Danach folgt ab 23 Uhr eine öffentliche Übernachtung am Schwarzenbergplatz – ein „Bed-in der Republik der Liebe“, wie es in der Ankündigung heißt. „Wir übernachten gemeinsam, um ein Zeichen der Liebe und der Versöhnung zu setzen – in Zeiten des Krieges und des Hasses“, so Rau in einer Aussendung.

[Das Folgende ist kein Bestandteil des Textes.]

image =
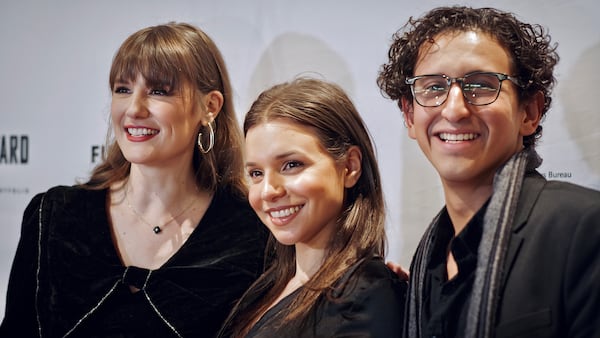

Prorussische Propaganda nennt Plakat „ekelerregend“

Die Aktion löste auch politische Reaktionen aus. In sozialen Netzwerken kritisierten prorussische Aktivisten das Plakat scharf, nennes es „ekelerregend“ oder sprechen von einem „Skandal“ und einem „Akt grenzenloser Respektlosigkeit“. Sie verweisen auf die symbolische Bedeutung des Aufstellungsortes: Das Denkmal ehrt Soldat:innen der Roten Armee, die im Zweiten Weltkrieg gegen den Nationalsozialismus kämpften.

Während in Russland am 9. Mai traditionell der „Tag des Sieges“ gefeiert wird, wollen die Wiener Festwochen mit ihrer Aktion ein Zeichen für Frieden und Toleranz setzen. Prorussische Aktivist:innen organisieren ebenfalls eine Veranstaltung zum Gedenktag – ebenfalls am Schwarzenbergplatz. Laut Medienberichten geschieht dies in enger Zusammenarbeit mit der russischen Botschaft.

Intendant Milo Rau hat Einreiseverbot in Russland

Festwochen-Intendant Milo Rau ist in Russland seit Jahren unerwünscht. Nach seiner Inszenierung der „Moskauer Prozesse“ im Jahr 2013 – einer Reenactment-Performance zum Pussy-Riot-Prozess – erhielt er ein Einreiseverbot. Die aktuelle Mahnwache sei laut Festwochen auch als Kritik an der russischen Regierung, dem Krieg in der Ukraine und der Repression gegen Künstler*innen zu verstehen.

Rau wird am Donnerstagabend zudem im Burgtheater bei der ersten szenischen Lesung von Elfriede Jelineks „Burgtheater“ die Regieanweisungen vortragen. Danach nimmt er am Bed-in am Schwarzenbergplatz teil.